What about state pensions?

Well, Gov. Wolf delivered another lame budget proposal that again fails to address the issue that is driving our state to bankruptcy: Pensions! ("Wolf cites 'largest cuts' in Pa. history," Feb. 8).

It is amazing to me how so many of us in the private workforce (myself included, a hardworking nurse) have to save for our own retirements, but Pennsylvania provides an abundant pension for teachers and state workers on my dime. I can't tell you how many of my teacher friends have retired in their mid-50s with full pensions while everyone else in the state labors on to pay for them.

|Sue Mozeleski, Philadelphia

Was Toomey's vote bought?

Why did Sen. Toomey support Betsy DeVos as education secretary despite her zero experience and her animosity toward public education ("Area educators blast DeVos approval," Feb. 8)? Was it because he is a good Republican willing to ignore the educational needs of our children for partisan politics? Or was it because the DeVos family contributed thousands to Toomey's campaigns? For either reason or both, I hope the voters don't forget Toomey sold out our children and their futures.

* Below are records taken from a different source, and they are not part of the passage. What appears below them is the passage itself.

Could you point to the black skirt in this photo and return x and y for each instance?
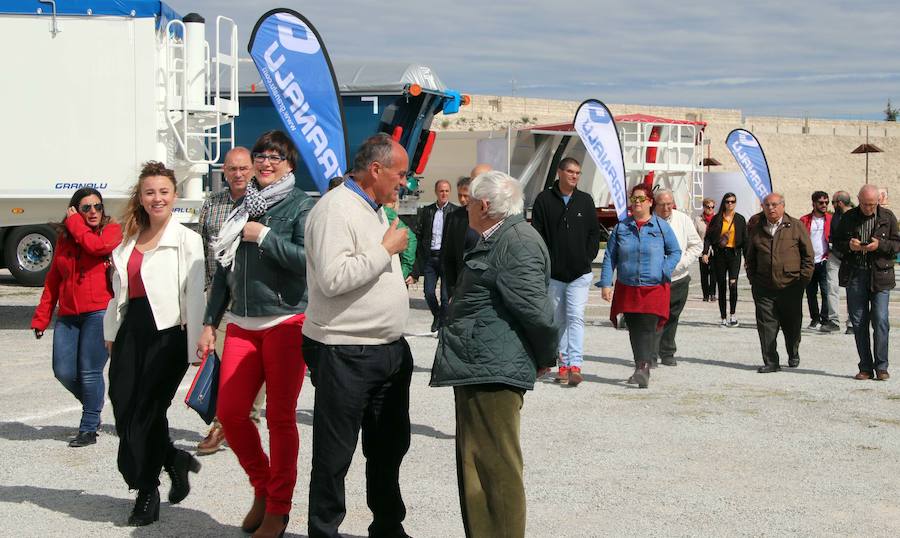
(146, 367)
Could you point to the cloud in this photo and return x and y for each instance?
(830, 57)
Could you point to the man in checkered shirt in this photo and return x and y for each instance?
(238, 172)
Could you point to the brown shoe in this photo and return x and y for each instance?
(562, 376)
(255, 516)
(213, 440)
(575, 376)
(273, 526)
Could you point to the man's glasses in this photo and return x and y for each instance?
(273, 158)
(86, 208)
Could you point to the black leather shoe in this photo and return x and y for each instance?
(641, 375)
(146, 508)
(178, 468)
(83, 439)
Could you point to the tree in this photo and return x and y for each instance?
(890, 113)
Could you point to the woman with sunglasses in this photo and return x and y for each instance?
(725, 240)
(261, 283)
(643, 251)
(77, 281)
(157, 309)
(707, 271)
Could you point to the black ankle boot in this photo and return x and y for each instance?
(146, 508)
(180, 463)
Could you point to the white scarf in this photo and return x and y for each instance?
(254, 205)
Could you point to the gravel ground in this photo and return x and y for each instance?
(710, 449)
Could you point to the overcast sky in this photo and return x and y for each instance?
(828, 58)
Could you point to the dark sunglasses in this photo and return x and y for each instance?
(86, 208)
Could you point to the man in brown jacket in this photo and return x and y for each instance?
(779, 266)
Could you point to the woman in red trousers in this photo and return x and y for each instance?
(77, 281)
(262, 276)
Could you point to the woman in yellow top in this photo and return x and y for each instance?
(726, 240)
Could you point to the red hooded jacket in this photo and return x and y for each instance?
(77, 278)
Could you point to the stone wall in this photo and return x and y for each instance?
(804, 154)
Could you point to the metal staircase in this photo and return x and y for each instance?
(201, 92)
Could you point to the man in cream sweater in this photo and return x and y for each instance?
(691, 246)
(353, 341)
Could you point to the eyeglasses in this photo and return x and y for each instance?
(86, 208)
(273, 158)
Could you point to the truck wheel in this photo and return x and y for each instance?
(28, 252)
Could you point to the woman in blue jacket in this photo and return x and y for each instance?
(643, 251)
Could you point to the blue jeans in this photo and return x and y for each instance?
(569, 300)
(432, 272)
(865, 307)
(79, 356)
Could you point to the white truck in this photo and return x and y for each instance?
(94, 88)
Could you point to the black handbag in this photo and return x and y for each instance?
(204, 391)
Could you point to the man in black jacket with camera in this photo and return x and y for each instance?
(868, 241)
(428, 253)
(566, 218)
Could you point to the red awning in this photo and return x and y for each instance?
(637, 118)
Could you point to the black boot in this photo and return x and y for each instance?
(178, 466)
(146, 508)
(641, 375)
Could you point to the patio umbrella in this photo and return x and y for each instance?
(867, 149)
(710, 161)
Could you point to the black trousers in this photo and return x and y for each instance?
(145, 369)
(358, 386)
(708, 278)
(642, 334)
(665, 339)
(778, 309)
(432, 272)
(818, 285)
(728, 267)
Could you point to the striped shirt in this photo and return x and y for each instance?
(213, 215)
(865, 230)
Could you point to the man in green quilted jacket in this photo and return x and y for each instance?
(498, 338)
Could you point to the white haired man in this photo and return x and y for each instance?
(868, 240)
(499, 337)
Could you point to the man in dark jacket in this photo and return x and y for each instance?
(499, 336)
(868, 241)
(458, 237)
(841, 203)
(566, 219)
(779, 266)
(428, 256)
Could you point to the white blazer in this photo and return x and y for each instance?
(174, 275)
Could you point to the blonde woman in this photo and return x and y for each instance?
(157, 308)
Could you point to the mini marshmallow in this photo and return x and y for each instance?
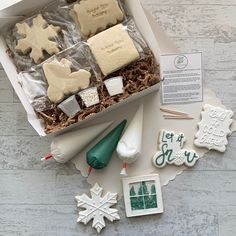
(114, 85)
(70, 106)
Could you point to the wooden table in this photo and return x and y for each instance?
(38, 198)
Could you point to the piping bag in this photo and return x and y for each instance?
(99, 156)
(129, 146)
(66, 146)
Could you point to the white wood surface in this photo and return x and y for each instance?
(38, 198)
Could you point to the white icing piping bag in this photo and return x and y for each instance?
(66, 146)
(129, 146)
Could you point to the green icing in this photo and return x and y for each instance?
(99, 156)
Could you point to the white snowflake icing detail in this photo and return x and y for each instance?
(97, 207)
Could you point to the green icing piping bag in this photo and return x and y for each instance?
(99, 156)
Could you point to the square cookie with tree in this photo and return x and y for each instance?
(142, 195)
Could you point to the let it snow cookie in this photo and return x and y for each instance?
(96, 15)
(172, 152)
(37, 38)
(214, 128)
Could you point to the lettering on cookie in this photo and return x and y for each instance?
(113, 49)
(97, 15)
(172, 152)
(62, 81)
(214, 128)
(37, 38)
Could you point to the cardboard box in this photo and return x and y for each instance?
(14, 11)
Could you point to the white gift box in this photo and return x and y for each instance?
(12, 11)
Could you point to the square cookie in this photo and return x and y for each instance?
(96, 15)
(113, 49)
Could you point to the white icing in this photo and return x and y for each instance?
(171, 151)
(65, 147)
(214, 128)
(129, 146)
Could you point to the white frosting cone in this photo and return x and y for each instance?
(129, 146)
(66, 146)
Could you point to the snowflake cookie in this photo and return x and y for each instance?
(62, 81)
(172, 152)
(214, 128)
(97, 207)
(37, 38)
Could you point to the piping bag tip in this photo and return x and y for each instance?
(89, 171)
(123, 171)
(47, 157)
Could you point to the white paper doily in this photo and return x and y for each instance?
(109, 177)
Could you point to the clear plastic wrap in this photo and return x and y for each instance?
(36, 84)
(98, 15)
(61, 33)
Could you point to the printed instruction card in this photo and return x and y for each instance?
(182, 78)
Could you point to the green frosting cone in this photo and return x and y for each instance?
(99, 156)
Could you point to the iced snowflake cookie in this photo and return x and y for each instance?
(172, 152)
(62, 81)
(37, 38)
(97, 207)
(214, 128)
(97, 15)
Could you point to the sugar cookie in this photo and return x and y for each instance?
(37, 38)
(96, 15)
(62, 81)
(113, 49)
(214, 128)
(172, 152)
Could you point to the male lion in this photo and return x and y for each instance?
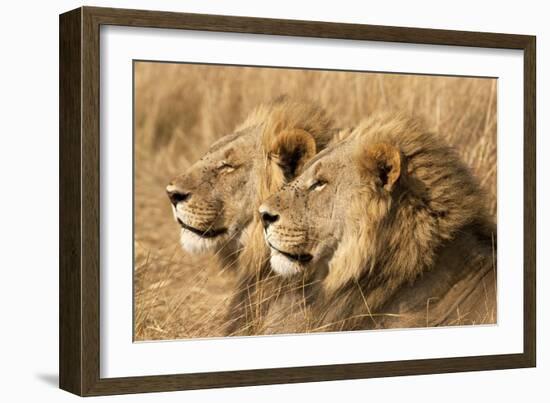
(215, 200)
(393, 225)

|Avalie R. Saperstein, Meadowbrook

Beverage tax does real harm

I thank the bipartisan state legislators who filed an amicus brief calling for the state Commonwealth Court to overturn Philadelphia's controversial beverage tax ("36 Pa. legislators call for beverage tax overturn," Feb. 7). They are correct in calling the tax illegal and noting the negative impact it will have on the state budget. They're right to be concerned that the tax will result in lost sales tax revenue for the state's general fund, which will imperil the funding of critically needed services.

Sen. Anthony Williams (D., Phila.) accurately noted that the lower-income Philadelphians the Kenney administration is trying to help through the beverage tax are the ones being most hurt financially by it. Many corner stores and even some supermarkets in poorer neighborhoods may be forced to close due to lost revenue.

As predicted, many of my members have seen their take-home pay cut in half as a result of drastically slumping sales, which will only get worse. The tax will never realize the revenue projected. It will only further cement our dismal reputation as an anti-business city. Overturn it.

|Daniel H. Grace, secretary and treasurer, Teamsters Local 830, Philadelphia, dgrace@teamsters830.org

Democrats mismanaged schools

Accused sexual harasser Vincent Fenerty is a sleaze and deserves a jail cell, not a huge payout and a huge pension. But was it necessary to mention that the Philadelphia Parking Authority is Republican-run four times in your editorial ("Parking pays big at PPA," Feb. 7)?

You have printed many articles on the sad state and money pit that is the Philadelphia School District, but never mention that the Democrats have mismanaged and sucked it dry for 50 years.

|Nancy Gordon, Philadelphia, ngordon1@sbcglobal.net

Happer no climate scientist

Shame on the Inquirer for perpetuating the false equivalency between climate change as understood by legitimate climate scientists and the fraudulent claims made by hoaxters such as William Happer ("No threat from carbon dioxide," Feb. 7). Although Happer is an accomplished physicist at Princeton, he is not an expert on the causes and effects of rising levels of carbon dioxide in the atmosphere. He has used his status to serve as an apologist for fossil-fuel industries, claiming that rising levels of carbon dioxide is actually good news for humanity. His "scientific" claims are not based in science. His papers on the subject cannot pass the process of peer-review, which is the gold standard for identifying valid and robust science.

|Thomas G. Corley, Hulmeville

Clarification

A Feb. 3 editorial titled "Don't skip ethics classes" mentioned State Sen. Larry Farnese's federal fraud trial. For clarification, the editorial was not suggesting that Sen. Farnese's defense was that paying a bribe was common. Sen. Farnese was exonerated because the jury found that his payment toward a city committeewoman's daughter's study-abroad trip was not, in fact, a bribe, but rather an act of constituent service and that such constituent service was common in local politics.